O que você pode nos contar sobre a ilha de Bhasan Char?
A ilha de Bhasan Char é uma faixa de areia no meio do Golfo de Bengala. Ela não existia até 2006 e nunca foi habitada. Após a crise de refugiados de 2017, as autoridades de Bangladesh imaginaram Bhasan Char como um lugar para realocar alguns dos quase um milhão de refugiados que chegaram de Mianmar. Cerca de 14 mil refugiados foram realocados para lá desde dezembro de 2020, enquanto o governo eventualmente planeja realocar aproximadamente 100 mil pessoas. No entanto, permanecem questões sobre a adequação e sustentabilidade da ilha: ela está localizada a cerca de 60 km do continente e o único meio de transporte disponível para o continente é um serviço administrado pelos militares de Bangladesh.

Atualmente, há cerca de 20 ex-pacientes de MSF na ilha e ainda mantemos contato com eles. A primeira reação deles às condições de vida na ilha foi, de moro geral, positiva. Não é difícil entender o porquê: os prédios são de concreto com telhados de metal, o que certamente é uma melhoria em relação às pequenas estruturas de barro e bambu em que viviam nos últimos três anos.

Quais são as preocupações de MSF sobre as realocações para Bhasan Char?
Do ponto de vista médico, estamos muito preocupados. Entendemos que somente os cuidados de saúde primários muito básicos estão sendo fornecidos por Ongs locais. Pelo que sabemos, serviços de saúde secundários e especializados não estão disponíveis. Não sabemos como os pacientes que precisam de atendimento médico de emergência são transferidos da ilha para o hospital, visto que fica a três horas de barco do continente. Houve muito pouco engajamento com refugiados rohingyas ou provedores de saúde nos campos de Cox’s Bazar para discutir como garantir o acesso a cuidados médicos na ilha. Estamos tentando estabelecer redes de encaminhamento para garantir a continuidade do atendimento aos nossos ex-pacientes portadores de doenças crônicas, que necessitam de acompanhamento contínuo e medicamentos.

No geral, a situação de Bhasan Char é um sintoma da deterioração mais ampla das condições de vida nos acampamentos de refugiados em Bangladesh e é apenas um dos muitos problemas que os rohingyas enfrentaram durante décadas – uma provação que inclui violência sancionada pelo Estado, perseguição, discriminação e a negação de seus direitos básicos.

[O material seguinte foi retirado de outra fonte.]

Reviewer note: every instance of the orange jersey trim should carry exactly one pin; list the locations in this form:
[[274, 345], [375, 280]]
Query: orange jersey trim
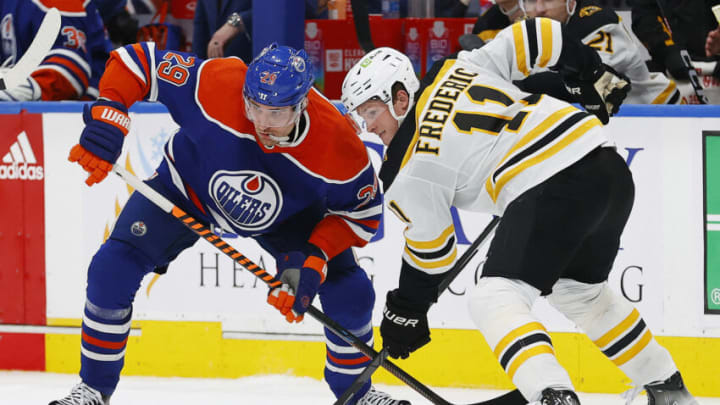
[[54, 86], [333, 236], [67, 6]]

A mudança para Bhasan Char é uma consequência do fracasso da comunidade internacional em fornecer uma solução para o que se tornou uma prolongada crise de refugiados. Até que uma solução de longo prazo seja colocada em prática, continuaremos a ver políticas que procuram restringir e conter os refugiados e prolongar a natureza “temporária” e insustentável da situação em curso para os refugiados rohingyas.